Introduction
Before you start stitching your map together, it is helpful to study the manual of your graphics program. Many programs work with layers and witch requires some routine. Look at the cut and paste function, find out the way layers can be moved mutually, check the "undo" function and the way you can change the program settings.If you are working with scanned map, study the rotation function. It may be necessary to rotate an image under a small angle.It is also important to know the peculiarities (or features) of your program. This includes the maximum size (height and width) of an image, how many "undo" steps you can make, how many files you can open at the same time, etc.
Hands on
First an important warning: save your work frequently. This prevents
much frustration. While editing graphic-files can become very large. The
chance that your graphic program crashes is not inconceivable.
Use at least two reference points for the stitching process. The first one you use the elements fit the two images together and the second and possibly third one to check the fitting. Sometimes it is necessary to move one image some pixels to get the best fitting on all the reference points.
It is possible that the two sections are mutual rotated. You must rotate the second section to get the best fit. The angle of rotation you can determine by experiment or by calculation. The attached spreadsheet can be helpful.
Finalizing
when all the stitching is done the reduction of the color depth to 256 colors (8 bit) and saving your map in a proper file format are the next steps. In my note "File formats and color depth" I will tell you about some specific aspects. On this place more general indulgences.
- If you want to use the your "raw" map (after the stitching) several times it is convenient to store that map "raw" (with 16 million colors and all the "ragged" edges). So you don't lose any information.
- The finalizing is the moment to reduce the pixel resolution to for example 254 pixels per inch.
- Some online maps (Dutch, British and Swiss) show coordinate grids with exact horizontal and vertical grid lines. In such cases I prefer to "cut up" my "raw"map into "tiles", about 10 x 10 km, 20 x 20 km or 40 x 40 km, depending on the scale and pixel resolution. You can stitch these "tiles" quickly together to compose your "work" map.

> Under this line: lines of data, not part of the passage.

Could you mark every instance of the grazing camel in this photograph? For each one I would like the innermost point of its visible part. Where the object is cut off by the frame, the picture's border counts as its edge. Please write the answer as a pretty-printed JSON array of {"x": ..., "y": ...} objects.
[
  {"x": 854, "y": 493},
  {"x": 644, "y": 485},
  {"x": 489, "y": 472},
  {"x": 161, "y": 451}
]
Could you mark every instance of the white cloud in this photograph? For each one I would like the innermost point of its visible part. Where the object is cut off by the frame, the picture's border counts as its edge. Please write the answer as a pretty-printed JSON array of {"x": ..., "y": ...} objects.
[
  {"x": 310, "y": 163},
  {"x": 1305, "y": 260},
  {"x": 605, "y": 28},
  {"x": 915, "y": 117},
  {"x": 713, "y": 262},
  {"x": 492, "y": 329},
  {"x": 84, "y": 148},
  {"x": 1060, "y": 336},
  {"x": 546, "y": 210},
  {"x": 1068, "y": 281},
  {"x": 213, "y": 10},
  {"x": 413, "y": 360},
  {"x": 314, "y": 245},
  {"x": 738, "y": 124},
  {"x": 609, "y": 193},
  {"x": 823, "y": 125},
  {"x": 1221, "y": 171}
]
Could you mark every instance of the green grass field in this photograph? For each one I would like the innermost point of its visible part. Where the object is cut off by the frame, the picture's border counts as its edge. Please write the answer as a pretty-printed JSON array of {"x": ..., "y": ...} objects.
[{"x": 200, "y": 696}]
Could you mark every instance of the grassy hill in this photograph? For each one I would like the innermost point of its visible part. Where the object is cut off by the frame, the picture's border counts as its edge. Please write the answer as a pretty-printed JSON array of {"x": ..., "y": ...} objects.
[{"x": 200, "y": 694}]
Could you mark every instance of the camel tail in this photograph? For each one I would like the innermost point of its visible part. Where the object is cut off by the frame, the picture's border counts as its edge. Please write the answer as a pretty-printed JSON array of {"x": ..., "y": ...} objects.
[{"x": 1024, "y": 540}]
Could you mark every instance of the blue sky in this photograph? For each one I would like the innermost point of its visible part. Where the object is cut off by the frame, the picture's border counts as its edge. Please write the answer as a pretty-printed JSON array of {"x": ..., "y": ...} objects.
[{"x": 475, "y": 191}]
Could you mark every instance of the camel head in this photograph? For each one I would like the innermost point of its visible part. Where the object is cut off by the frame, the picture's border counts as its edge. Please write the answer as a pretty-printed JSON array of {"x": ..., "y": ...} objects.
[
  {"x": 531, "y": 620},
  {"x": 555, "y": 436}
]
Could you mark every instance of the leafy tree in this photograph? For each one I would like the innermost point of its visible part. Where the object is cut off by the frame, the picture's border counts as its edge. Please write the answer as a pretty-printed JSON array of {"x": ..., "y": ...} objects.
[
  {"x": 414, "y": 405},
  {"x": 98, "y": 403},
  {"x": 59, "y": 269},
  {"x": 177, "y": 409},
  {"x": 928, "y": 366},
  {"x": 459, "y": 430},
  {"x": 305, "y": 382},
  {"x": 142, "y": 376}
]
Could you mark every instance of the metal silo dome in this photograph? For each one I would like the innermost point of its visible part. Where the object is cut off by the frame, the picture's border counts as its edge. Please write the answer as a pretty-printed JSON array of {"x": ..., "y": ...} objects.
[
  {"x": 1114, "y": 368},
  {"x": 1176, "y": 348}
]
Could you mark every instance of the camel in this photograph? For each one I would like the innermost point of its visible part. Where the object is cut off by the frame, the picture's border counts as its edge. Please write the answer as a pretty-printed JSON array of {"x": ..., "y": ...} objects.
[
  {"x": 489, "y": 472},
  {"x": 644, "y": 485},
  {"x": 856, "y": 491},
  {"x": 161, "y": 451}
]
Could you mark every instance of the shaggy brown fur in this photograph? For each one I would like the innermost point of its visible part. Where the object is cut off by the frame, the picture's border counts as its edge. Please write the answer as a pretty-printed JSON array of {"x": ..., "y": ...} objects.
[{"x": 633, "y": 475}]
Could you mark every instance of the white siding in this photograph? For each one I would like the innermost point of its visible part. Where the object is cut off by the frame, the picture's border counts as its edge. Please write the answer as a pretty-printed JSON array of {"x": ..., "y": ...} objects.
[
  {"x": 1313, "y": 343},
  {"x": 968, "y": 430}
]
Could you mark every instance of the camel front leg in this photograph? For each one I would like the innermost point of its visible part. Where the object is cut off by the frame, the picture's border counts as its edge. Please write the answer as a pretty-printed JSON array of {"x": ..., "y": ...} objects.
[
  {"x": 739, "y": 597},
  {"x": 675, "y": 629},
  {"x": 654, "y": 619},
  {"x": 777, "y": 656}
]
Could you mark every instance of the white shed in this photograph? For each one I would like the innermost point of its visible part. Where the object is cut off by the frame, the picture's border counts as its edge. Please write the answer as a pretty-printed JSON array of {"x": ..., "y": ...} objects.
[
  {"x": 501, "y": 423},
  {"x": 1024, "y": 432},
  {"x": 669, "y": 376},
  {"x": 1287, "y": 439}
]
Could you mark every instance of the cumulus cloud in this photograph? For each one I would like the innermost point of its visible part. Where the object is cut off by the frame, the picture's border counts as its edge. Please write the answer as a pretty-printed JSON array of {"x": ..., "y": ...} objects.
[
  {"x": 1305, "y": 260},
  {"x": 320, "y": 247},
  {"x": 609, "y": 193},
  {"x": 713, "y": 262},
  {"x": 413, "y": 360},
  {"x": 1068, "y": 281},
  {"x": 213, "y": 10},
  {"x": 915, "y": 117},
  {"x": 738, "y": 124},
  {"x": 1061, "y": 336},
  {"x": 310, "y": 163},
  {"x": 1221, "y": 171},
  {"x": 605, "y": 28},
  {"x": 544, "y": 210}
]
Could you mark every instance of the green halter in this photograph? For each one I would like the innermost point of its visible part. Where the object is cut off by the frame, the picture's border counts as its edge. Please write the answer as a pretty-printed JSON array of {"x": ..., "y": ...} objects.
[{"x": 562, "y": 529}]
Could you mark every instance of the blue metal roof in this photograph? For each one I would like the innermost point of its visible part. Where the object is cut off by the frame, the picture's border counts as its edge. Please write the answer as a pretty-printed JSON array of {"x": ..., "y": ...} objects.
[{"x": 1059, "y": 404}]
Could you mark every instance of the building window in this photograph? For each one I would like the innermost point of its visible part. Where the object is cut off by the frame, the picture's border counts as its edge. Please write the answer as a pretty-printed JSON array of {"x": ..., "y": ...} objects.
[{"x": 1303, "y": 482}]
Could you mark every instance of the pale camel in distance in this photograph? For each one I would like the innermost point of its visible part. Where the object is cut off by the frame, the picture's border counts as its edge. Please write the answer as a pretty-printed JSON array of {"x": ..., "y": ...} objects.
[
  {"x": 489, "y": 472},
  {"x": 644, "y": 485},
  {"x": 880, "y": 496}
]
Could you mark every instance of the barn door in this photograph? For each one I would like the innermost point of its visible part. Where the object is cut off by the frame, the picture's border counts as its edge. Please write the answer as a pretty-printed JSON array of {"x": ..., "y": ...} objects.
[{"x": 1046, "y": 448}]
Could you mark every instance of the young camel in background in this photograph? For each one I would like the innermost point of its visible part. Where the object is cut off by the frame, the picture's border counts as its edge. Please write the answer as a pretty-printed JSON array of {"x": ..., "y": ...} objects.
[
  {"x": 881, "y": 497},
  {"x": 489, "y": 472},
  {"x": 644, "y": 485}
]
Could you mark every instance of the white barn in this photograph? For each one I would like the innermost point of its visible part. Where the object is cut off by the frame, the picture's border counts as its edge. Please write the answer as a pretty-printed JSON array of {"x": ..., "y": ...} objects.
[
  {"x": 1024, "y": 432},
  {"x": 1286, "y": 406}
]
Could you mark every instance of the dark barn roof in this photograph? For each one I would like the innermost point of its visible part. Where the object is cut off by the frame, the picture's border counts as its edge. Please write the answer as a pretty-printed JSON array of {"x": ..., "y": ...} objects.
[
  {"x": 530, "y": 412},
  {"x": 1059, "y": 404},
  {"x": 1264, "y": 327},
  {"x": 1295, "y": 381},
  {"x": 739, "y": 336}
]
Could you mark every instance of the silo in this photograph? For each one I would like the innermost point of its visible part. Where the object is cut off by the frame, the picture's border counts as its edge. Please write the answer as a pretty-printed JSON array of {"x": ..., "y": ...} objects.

- When saving your map I recommend to include the country, location and scale of your map.
Stitching Offline-maps
In some cases offline maps can be stitched together. If the map sheets have no borders and the edges are exactly right-angled it is a matter of sliding against each other. If the map sheet has borders, just "cut them off" and slide them against each other (provided that the map part of the sheet is right-angled) .Right-angled maps aren't always the case. For example, in Canada and United States the width and height are defined in degrees and/or minutes longitude and latitude. Also at certain map projections aren't right-angled (for example, a conical). As a result, the left and right map edge aren't parallel and that the top and bottom edge are slightly bent. Many graphic programs can not deal with this phenomenal. "Pasting" above each other will often not work. Horizontal "pasting" works when rotating the map slightly. In these cases it isn't recommended to stitch more than two or three map sheets together. Be aware: at each rotation is the map become less accurate.